Sunday, January 04, 2015


  1. Relevant to the goings on at Science Congress: H.S. Mukunda et al (1974): A critical study of the work “Vymanika Shastra”. [Hat tip to V. Vinay on Twitter]

    A study of the work “Vymanika Shastra” is presented. First, the historical aspects and authenticity of the work are discussed. Subsequently, the work is critically reviewed in respect of its technical content. It appears that his work cannot be dated earlier than 1904 and contains details which, on the basis of our present knowledge, force us to conclude the non feasibility of heavier‐than craft of earlier times. Some peripheral questions concerning dimensions have also been touched upon. [Bold emphasis added]

  2. Also relevant: an engaging BBC Radio 4 podcast on Indian mathematics (45 minutes, mp3, via Sidin Vadukut). See also this review of Mathermatics in India and Square Roots in the Sulbasutra by Cornell mathematician David Henderson. [Hat tip to Siddharth Varadarajan]

  3. Dalmeet Singh Chawla in Science Insider: India’s major science funders join open-access push

  4. My colleage Prof. E. Arunan has started blogging. Here are the first three posts:


  1. Anonymous said...

    Here's a discussion on Indian science and math at an Indian freethought forum:

  2. Anonymous said...

    I tend not to out of hand dismiss claims about the ancient Indian tradition. However, this one about the "Vimaan"s and all does seem to exceed even my limits.

    But, still, I do believe that it can also be very easy to dismiss such claims without giving them due consideration. Yes, so many of them are ridiculous. But not all. Indeed, as a less noted fact, some of the defenders themselves do contradict each other, but never do notice this fact.

    Let me give you an example. I am unlike some who would accept a claim only if there is a direct archaeological evidence for it. IMO, theirs is a materialistic position, and materialism is a false premise; it's the body of the mind-body dichotomy (in Ayn Rand's sense of the terms). And, so, I am willing to consider the astronomical references contained in the ancient verses as an evidence. So, in that sense, I don't dismiss a 10,000+ old history of India; I don't mindlessly accept 600 BC or so as the starting point of civilization and culture, a date so convenient to the missionaries of the Abrahamic traditions. IMO, not every influential commentator to come from the folds of the Western culture can be safely assumed to have attained the levels obtained by the best among the Greek or enlightenment thinkers.
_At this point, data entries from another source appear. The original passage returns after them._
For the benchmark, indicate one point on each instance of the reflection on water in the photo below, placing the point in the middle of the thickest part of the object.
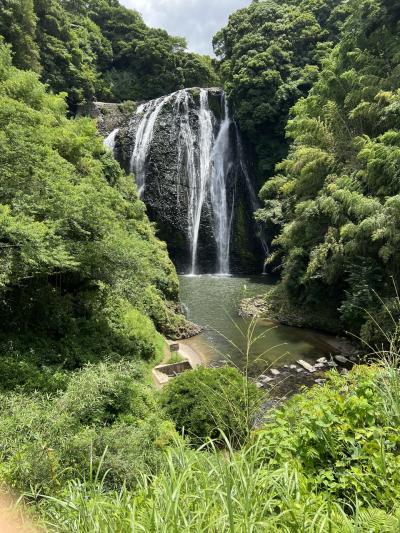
(212, 302)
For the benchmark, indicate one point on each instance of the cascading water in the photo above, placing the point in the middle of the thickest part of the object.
(149, 113)
(222, 165)
(109, 141)
(204, 160)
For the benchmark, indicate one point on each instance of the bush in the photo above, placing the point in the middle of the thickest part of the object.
(205, 403)
(106, 421)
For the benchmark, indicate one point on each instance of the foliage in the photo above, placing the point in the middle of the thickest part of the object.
(335, 199)
(327, 462)
(105, 421)
(99, 48)
(205, 402)
(269, 56)
(81, 271)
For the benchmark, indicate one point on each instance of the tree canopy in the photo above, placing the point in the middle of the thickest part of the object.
(335, 200)
(82, 274)
(269, 57)
(98, 48)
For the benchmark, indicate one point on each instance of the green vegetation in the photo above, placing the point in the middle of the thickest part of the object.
(205, 402)
(334, 202)
(327, 462)
(269, 57)
(87, 290)
(99, 48)
(82, 275)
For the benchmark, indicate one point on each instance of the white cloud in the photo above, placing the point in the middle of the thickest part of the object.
(197, 20)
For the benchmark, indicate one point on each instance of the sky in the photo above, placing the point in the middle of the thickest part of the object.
(197, 20)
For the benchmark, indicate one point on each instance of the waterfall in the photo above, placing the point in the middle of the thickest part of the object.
(204, 174)
(183, 146)
(222, 164)
(255, 204)
(109, 141)
(148, 114)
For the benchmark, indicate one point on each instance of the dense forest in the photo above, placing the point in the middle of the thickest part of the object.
(99, 48)
(88, 293)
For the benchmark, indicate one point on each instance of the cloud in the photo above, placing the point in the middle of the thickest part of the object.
(197, 20)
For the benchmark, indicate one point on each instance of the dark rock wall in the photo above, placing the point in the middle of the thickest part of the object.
(167, 194)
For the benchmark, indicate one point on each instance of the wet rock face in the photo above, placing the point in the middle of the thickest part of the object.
(175, 144)
(109, 116)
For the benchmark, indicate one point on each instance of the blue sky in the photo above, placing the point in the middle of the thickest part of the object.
(197, 20)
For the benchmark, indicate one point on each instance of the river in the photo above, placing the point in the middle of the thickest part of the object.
(212, 302)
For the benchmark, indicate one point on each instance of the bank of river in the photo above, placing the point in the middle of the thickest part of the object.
(213, 301)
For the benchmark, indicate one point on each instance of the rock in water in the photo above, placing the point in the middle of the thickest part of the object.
(190, 167)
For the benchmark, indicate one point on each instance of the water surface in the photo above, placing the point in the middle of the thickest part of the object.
(212, 302)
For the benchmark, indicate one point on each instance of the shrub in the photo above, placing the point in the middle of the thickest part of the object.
(105, 421)
(205, 402)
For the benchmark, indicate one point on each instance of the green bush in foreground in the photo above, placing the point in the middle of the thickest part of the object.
(205, 402)
(105, 421)
(327, 462)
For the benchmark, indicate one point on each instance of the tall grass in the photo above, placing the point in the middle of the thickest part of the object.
(210, 490)
(215, 492)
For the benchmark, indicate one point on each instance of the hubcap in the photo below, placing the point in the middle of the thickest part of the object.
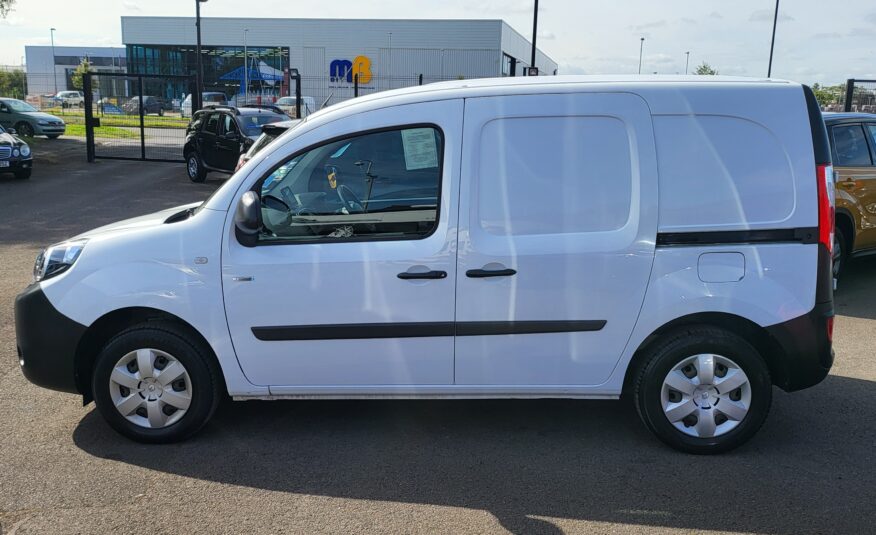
(150, 388)
(706, 395)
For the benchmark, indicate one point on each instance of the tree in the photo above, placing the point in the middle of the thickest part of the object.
(706, 69)
(76, 77)
(5, 7)
(13, 84)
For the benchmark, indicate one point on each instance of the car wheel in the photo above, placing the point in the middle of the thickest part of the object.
(24, 128)
(153, 383)
(703, 390)
(195, 168)
(839, 252)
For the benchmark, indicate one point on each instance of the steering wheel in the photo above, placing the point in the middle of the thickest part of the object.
(349, 199)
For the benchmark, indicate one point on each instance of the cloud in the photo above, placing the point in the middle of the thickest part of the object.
(648, 26)
(766, 15)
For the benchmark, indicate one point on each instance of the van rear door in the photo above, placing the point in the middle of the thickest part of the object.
(558, 218)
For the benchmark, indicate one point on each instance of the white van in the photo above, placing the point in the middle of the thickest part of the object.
(666, 239)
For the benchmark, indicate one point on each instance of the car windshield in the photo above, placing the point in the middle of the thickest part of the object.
(252, 124)
(17, 105)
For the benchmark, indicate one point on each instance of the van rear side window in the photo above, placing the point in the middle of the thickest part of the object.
(721, 171)
(554, 175)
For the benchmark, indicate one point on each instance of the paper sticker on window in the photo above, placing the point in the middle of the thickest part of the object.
(421, 151)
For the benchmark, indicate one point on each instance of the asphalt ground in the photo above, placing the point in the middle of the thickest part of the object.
(406, 466)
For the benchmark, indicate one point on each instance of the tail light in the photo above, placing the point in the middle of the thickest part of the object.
(825, 205)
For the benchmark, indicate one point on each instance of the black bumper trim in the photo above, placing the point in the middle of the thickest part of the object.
(47, 341)
(806, 350)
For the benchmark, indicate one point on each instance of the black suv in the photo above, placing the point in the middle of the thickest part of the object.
(217, 135)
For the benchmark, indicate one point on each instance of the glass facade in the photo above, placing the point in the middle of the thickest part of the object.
(223, 67)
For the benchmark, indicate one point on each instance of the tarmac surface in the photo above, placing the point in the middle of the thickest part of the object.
(406, 466)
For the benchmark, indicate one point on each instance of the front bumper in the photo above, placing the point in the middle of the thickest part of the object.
(806, 350)
(47, 341)
(17, 164)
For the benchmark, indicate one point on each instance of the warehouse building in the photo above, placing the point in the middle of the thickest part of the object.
(330, 55)
(49, 69)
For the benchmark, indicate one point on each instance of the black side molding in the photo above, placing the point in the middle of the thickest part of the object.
(420, 329)
(806, 235)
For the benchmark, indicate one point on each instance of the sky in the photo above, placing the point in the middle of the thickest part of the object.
(816, 41)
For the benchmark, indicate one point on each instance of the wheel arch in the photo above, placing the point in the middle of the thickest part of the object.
(102, 330)
(845, 221)
(767, 346)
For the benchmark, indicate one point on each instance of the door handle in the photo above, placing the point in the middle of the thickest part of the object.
(406, 275)
(484, 273)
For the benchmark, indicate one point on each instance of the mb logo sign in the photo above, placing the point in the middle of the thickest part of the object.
(344, 69)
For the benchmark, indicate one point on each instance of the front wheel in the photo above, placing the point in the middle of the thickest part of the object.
(153, 383)
(195, 168)
(703, 390)
(24, 129)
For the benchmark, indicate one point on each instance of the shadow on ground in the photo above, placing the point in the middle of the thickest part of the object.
(521, 459)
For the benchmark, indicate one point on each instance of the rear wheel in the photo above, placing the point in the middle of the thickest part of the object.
(153, 383)
(703, 390)
(195, 168)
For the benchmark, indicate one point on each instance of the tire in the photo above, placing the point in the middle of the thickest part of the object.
(170, 412)
(24, 128)
(840, 252)
(695, 410)
(195, 168)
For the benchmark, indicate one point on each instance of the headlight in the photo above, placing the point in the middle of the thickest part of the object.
(57, 259)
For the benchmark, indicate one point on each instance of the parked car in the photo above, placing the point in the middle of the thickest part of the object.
(289, 106)
(150, 105)
(484, 239)
(218, 135)
(15, 155)
(853, 142)
(270, 132)
(28, 121)
(70, 99)
(207, 98)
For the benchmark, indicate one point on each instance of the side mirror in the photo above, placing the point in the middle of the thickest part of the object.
(248, 219)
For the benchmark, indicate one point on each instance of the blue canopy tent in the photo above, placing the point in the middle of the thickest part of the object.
(262, 73)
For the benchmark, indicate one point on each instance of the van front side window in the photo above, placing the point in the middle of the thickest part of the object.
(380, 185)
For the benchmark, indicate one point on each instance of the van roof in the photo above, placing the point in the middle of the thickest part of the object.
(486, 86)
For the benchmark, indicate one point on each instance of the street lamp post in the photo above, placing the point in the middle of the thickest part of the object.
(773, 41)
(54, 69)
(534, 32)
(641, 49)
(199, 76)
(245, 69)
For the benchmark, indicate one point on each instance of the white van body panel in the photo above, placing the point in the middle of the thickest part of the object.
(177, 267)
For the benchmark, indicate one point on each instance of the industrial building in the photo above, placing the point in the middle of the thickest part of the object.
(330, 55)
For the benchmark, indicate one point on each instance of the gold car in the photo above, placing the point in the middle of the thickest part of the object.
(853, 143)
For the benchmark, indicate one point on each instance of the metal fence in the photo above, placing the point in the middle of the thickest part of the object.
(860, 96)
(133, 117)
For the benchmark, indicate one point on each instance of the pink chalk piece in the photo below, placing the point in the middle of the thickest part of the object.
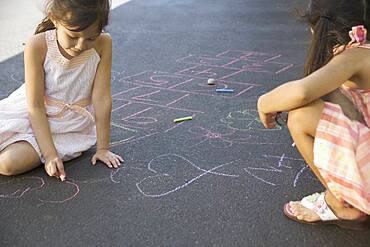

    And, so, I am OK if someone shows, based on the astronomical methods, the existence of the Indian culture, say, 5000+ years ago.

    Yet, there are two notable facts here. (i) The findings of different proponents of this astronomical method of dating of the past events (say the dates of events mentioned in Ramayana or Mahabharata) don't always agree with each other. And, more worrisome is the fact that (ii) despite Internet, they never even notice each other, let alone debate the soundness of their own approaches. All that they---and their supporters---do is to pick out Internet (or TED etc.) battles against the materialists.

    A far deeper thinking is required to even just approach these (and such) issues. But the proponents don't show the required maturity.

    It is far too easy to jump to conclusions and blindly assert that there were material "Vimaana"s; that "pushpak" etc. were neither a valid description of a spiritual/psychic phenomenon nor a result of a vivid poetic imagination. It is much more difficult, comparatively speaking, to think of a later date insertions into a text. It is most difficult to be judicious in ascertaining which part of which verse of which book, can be reliably taken as of ancient origin, which one is a later-date interpolation or commentary, and which one is a mischievous recent insertion.

    Earlier (i.e. decades earlier, while a school-boy or an undergrad in college etc.), I tended to think the very last possibility as not at all possible. Enough people couldn't possibly have had enough mastery of Sanskrit, practically speaking, to fool enough honest Sanskrit-knowing people, I thought.

    Over the decades, guess, I have become wiser. Not only have I understood the possibilities of the human nature better on the up side, but also on the down side. For instance, one of my colleagues, an engineer, an IITian who lived abroad, could himself compose poetry in Sanskrit very easily, I learnt. No, he wouldn't do a forgery, sure. But could one say the same for every one who had a mastery of Sanskrit, without being too naive?

    And, while on this topic, if someone knows the exact reference from which this verse quoted on Ramesh Raskar's earlier page comes, and drops a line to me, I would be grateful. . As usual, when I first read it, I was impressed a great deal. Until, of course, other possibilities struck me later. (It took years for me to think of these other possibilities.)

    Anyway, enough for the time being.